The Order of the Rising Sun, Gold and Silver Rays
A native New Yorker, Ms. Suki Terada Ports has been a pioneering force in community-based activism for Japanese and Asian Americans for several decades. After graduating from Smith College in 1956 and then teaching at a community school in Turkey. She then returned to New York City and readily became engaged in local educational and social issues. In addition to being a wife and mother of three children, Ms. Ports devoted herself to improving the quality of life of Japanese Americans through leadership positions in the Japanese American Citizens League and the Japanese American Association in New York, and to increasing services to Asian Americans with HIV/AIDS through her co-founding of APICHA, the Asian and Pacific Islander Coalition on HIV/AIDS, and the establishment of the Family Health Project in 1989.
Ms. Ports has been active in JAA, the Japanese American Association of New York since the 1970s, motivated by her deep interest in cross-cultural exchanges and the well-being of aging Japanese Americans. She began serving on its board in 1985 and carried on the important work of creating JAA’s annual Sakura Matsuri (Cherry Blossom) Festival in Flushing Meadows Corona Park in 2003. This made possible a fervent wish held by members of the Japanese and Japanese American community in New York since the end of the Second World War, and also has been a source of invaluable cultural exchanges between Japan and the U.S. Her work in the Japanese American community has been further strengthened by her involvement as a board member of other mainstream organizations and foundations.

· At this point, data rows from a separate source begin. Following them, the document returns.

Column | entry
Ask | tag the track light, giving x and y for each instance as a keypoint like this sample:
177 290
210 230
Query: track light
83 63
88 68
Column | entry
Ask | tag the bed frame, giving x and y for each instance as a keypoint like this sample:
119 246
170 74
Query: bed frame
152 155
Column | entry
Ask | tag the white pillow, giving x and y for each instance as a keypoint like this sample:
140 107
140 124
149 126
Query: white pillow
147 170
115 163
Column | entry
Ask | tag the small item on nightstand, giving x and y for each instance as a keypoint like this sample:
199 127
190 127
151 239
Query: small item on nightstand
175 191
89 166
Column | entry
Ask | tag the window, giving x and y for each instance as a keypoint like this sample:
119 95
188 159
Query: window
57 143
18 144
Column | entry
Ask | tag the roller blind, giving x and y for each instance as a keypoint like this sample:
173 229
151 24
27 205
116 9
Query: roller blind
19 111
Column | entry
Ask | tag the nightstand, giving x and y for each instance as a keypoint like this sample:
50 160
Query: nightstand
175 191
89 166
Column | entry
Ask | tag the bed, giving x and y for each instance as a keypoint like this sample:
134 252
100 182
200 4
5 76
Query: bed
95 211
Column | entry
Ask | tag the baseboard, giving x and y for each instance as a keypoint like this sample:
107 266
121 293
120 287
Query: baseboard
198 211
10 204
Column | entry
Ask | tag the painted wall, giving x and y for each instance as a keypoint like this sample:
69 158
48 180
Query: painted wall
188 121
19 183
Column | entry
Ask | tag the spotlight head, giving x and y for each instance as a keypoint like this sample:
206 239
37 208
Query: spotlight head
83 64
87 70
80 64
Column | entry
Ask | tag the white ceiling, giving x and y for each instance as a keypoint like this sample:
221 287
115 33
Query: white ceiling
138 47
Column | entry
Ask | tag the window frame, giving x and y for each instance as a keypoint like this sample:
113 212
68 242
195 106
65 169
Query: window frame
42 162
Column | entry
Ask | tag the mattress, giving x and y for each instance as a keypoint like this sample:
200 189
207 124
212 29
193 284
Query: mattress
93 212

Named JAA’s Vice President in 2008, Ms. Ports has endeavored to meet the needs of Japanese American seniors in New York City and surrounding areas, by promoting a survey designed to better understand their situation. She also organized meetings with professional speakers to offer explanations about the Affordable Healthcare Act in Japanese, the new American health insurance system introduced in 2013, which had caused confusion in the Japanese and Japanese American community.
She has also contributed greatly to the advancement of health services in the Asian American community. When AIDS became one of the most serious health challenges in the mid-1980s, Ms. Ports became aware of a lack of information about the incidence of HIV/AIDS among Asian Americans and so established the Asian and Pacific Islander Coalition on HIV/AIDS (APICHA) with other Asian American co-founders. Designated a Federally-recognized Community Health Center in May of 2015, APICHA now provides HIV tests, treatment and prevention resources to Asian Americans and has served approximately 100 Japanese patients, and other Asians.
As a member of the local board of the New York City Board of Education to help achieve the improvement of integrated neighborhood schools, and as the Chair of the New York State Division for Youth's Independent Review Board to oversee the quality of incarceration and to advocate for the prevention of juvenile delinquency, Ms. Ports’ work proves her commitment to serving underserved communities on a grassroots level.
In these multiple capacities throughout the years, Ms. Ports has been tireless in ensuring advancements in cultural understanding between the people of Japan and the U.S., and in improving the quality of life for the Japanese and Japanese Americans in New York.